Top U.S. General Meets With Russian Counterpart

( The United States’ top military official met in Finland with his counterpart in Russia this week, as the two countries are trying to get on the same page about America setting up basing rights and support for counterterrorism in countries that border Afghanistan.

To this point, Russia has outright opposed these ideas by the U.S. That’s why General Mark Milley, who serves as the chairman of the U.S. Joint Chiefs of Staff, met with General Valery Gerasimov, the chief of the Russian General Staff, in Helinski this week.

Tensions are high in the region following America’s full withdrawal from Afghanistan last month. Since the U.S. no longer has troops on the ground in Afghanistan, it needs to get agreements in place with other countries near it to share intelligence and set up basing operations.

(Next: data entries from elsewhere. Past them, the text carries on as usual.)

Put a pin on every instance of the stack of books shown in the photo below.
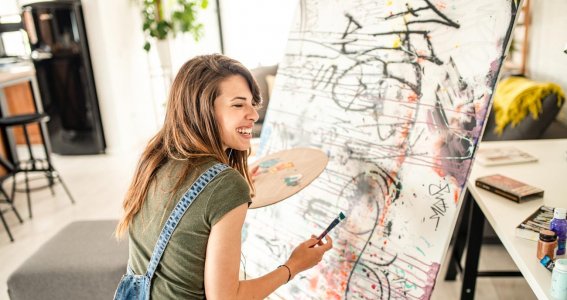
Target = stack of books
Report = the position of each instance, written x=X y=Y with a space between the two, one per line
x=530 y=227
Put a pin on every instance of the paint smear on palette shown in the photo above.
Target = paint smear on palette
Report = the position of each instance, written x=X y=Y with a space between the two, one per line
x=293 y=180
x=269 y=163
x=272 y=167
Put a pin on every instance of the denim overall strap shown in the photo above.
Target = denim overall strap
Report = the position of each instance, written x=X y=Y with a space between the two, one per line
x=178 y=212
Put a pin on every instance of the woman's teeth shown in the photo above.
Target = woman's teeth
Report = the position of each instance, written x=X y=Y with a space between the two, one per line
x=244 y=130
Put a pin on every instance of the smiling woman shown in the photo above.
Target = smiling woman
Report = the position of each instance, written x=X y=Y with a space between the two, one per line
x=195 y=171
x=236 y=113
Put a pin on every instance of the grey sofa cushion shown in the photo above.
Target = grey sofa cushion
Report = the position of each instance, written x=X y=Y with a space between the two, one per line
x=82 y=261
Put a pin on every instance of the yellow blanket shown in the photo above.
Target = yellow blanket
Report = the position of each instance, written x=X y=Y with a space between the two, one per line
x=515 y=97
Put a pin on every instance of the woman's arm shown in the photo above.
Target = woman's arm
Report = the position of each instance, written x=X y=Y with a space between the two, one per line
x=223 y=261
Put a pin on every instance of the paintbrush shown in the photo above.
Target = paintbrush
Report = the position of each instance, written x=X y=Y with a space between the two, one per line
x=335 y=222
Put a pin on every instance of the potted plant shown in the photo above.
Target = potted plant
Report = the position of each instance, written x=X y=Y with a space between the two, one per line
x=164 y=18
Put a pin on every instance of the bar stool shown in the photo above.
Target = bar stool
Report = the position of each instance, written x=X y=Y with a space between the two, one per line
x=33 y=164
x=6 y=199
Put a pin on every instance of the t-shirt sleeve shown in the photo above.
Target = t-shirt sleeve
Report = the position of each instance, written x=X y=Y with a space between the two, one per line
x=228 y=191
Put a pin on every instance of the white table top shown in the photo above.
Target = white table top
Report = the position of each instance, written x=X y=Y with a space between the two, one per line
x=550 y=174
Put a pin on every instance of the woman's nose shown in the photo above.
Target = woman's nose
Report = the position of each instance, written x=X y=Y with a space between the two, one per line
x=253 y=114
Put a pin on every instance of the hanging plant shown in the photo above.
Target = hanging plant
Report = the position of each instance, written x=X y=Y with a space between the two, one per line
x=162 y=19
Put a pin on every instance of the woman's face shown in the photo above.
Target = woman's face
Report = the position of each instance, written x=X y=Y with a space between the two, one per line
x=235 y=113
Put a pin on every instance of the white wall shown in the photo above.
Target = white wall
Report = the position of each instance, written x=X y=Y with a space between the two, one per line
x=256 y=31
x=121 y=72
x=548 y=37
x=131 y=87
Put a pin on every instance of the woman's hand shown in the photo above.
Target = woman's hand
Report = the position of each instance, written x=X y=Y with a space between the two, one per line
x=308 y=254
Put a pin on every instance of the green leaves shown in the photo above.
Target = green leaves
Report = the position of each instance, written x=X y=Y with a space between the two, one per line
x=183 y=18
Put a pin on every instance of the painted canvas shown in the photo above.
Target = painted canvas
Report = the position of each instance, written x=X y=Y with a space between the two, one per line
x=396 y=94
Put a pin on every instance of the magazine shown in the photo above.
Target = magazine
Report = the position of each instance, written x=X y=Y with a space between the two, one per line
x=508 y=187
x=530 y=227
x=503 y=156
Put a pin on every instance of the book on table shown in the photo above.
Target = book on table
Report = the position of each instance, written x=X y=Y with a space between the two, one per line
x=503 y=156
x=530 y=227
x=509 y=188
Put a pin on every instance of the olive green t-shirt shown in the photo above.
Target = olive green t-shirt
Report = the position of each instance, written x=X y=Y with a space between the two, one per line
x=180 y=273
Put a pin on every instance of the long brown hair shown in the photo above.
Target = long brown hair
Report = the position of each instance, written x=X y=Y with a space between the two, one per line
x=190 y=130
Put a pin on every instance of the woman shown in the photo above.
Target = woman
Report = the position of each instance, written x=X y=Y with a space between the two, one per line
x=210 y=114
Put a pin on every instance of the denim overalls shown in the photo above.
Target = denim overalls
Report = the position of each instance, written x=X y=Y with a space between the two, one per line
x=133 y=286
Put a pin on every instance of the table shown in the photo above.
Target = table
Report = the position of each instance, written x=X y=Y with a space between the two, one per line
x=550 y=174
x=10 y=75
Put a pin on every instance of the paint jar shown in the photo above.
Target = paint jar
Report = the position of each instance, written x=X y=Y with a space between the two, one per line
x=559 y=280
x=559 y=226
x=547 y=244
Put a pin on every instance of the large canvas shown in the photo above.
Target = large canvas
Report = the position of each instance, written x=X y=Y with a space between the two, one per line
x=396 y=94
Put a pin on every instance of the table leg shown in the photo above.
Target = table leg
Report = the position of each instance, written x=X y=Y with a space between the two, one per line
x=8 y=139
x=473 y=252
x=460 y=239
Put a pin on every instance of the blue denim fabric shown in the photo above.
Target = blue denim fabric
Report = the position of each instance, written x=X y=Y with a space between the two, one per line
x=133 y=286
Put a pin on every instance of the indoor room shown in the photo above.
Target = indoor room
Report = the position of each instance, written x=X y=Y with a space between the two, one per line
x=402 y=149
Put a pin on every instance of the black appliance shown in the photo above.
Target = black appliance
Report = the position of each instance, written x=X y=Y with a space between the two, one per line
x=60 y=53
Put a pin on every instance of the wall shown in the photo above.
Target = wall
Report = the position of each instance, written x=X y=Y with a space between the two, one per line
x=548 y=38
x=256 y=31
x=130 y=85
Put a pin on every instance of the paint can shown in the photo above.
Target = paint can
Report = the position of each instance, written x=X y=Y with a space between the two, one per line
x=547 y=244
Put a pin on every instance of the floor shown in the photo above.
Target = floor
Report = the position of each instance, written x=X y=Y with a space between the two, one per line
x=98 y=184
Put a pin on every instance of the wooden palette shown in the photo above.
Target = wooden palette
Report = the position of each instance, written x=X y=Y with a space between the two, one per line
x=278 y=174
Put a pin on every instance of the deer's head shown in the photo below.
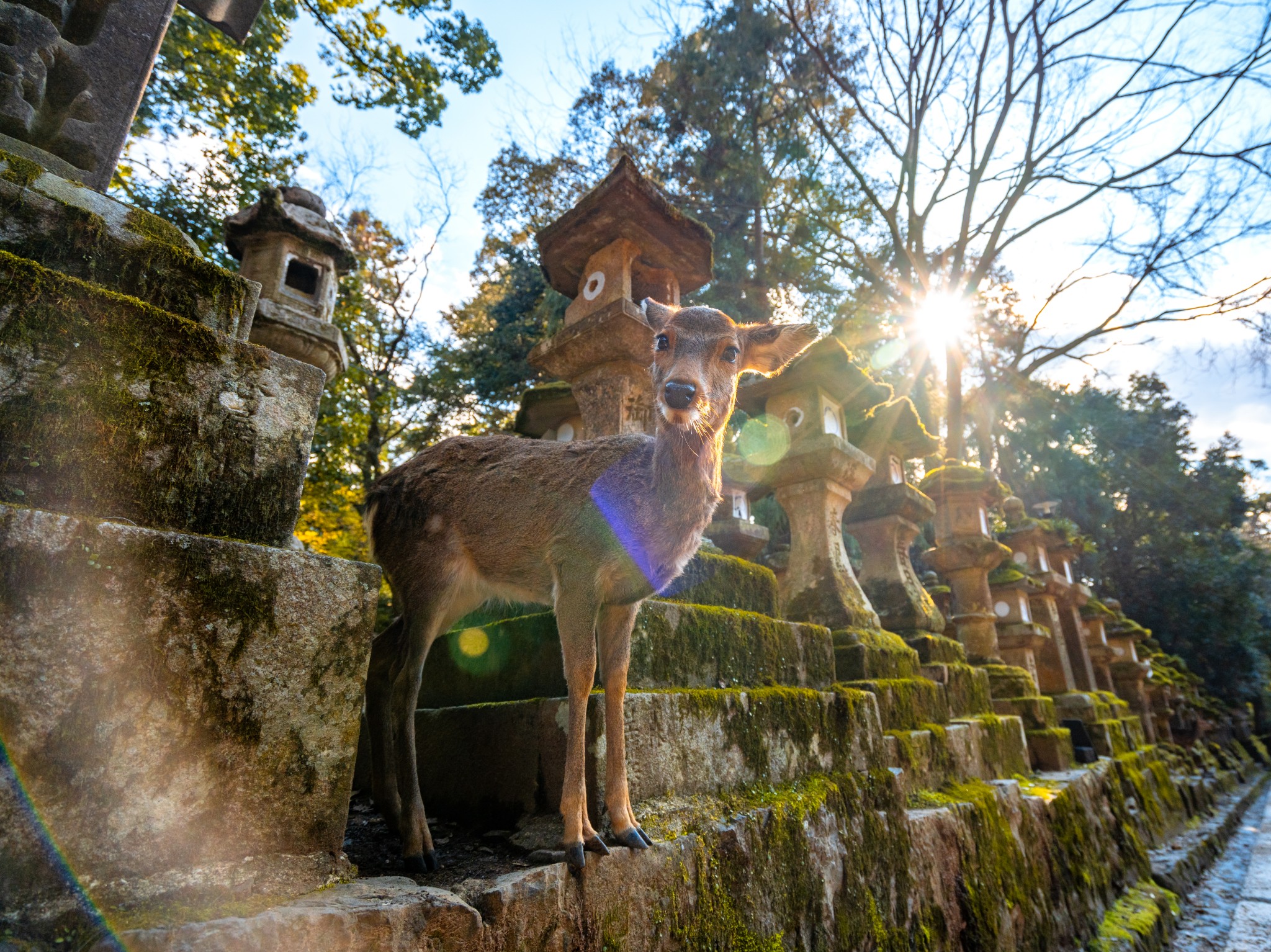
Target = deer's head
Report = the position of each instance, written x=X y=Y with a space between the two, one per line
x=699 y=354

The U.S. goal is to make sure that Islamic State militants and al-Qaida in Afghanistan aren’t re-grouping and trying to pose a threat to the U.S. as well as all its allies.

In July, the deputy foreign minister of Russia, Sergei Ryabkov, warned America that it would be “unacceptable” for the U.S. to deploy troops in countries that bordered Afghanistan.

Ryabkov said Russia warned the U.S. “in a direct and straightforward way that it would change a lot of things not only in our perceptions of what’s going on in that important region, but also in our relations with the United States.”

Milley wouldn’t give reporters details of what happened at the meeting in Finland this week. Instead, a spokesman for the general, Colonel Dave Butler, said in a statement that the meeting was just a “continuation of talks aimed at improving military leadership communication between the two nations for the purposes of risk reduction and operational de-confliction.”

The U.S. and Russia both had agreed not to share any details of what happened at the meeting, Butler said, which is what they’d done in the past when they’ve met in person or talked over the phone.

Milley did say before the meeting, though, that basic was a big issue that was on his mind while he was traveling around Europe. He also said he talked about that particular issue with his counterparts with NATO during a meeting in Greece last weekend.

Many of the top U.S. military officials have said the Islamic State and/or al-Qaida could eventually pose a renewed threat to the U.S. in the next one or two years.

The U.S. would counter that by conducting surveillance and strikes, if necessary, in Afghanistan from “over the horizon.” In other words, they would conduct those missions from bases they set up in other countries.

The problem right now is that their best allies in the region are long flights over the Persian Gulf, giving surveillance air missions only limited time once they get to Afghanistan. That’s why setting up shop in neighboring countries is so important to the American military mission.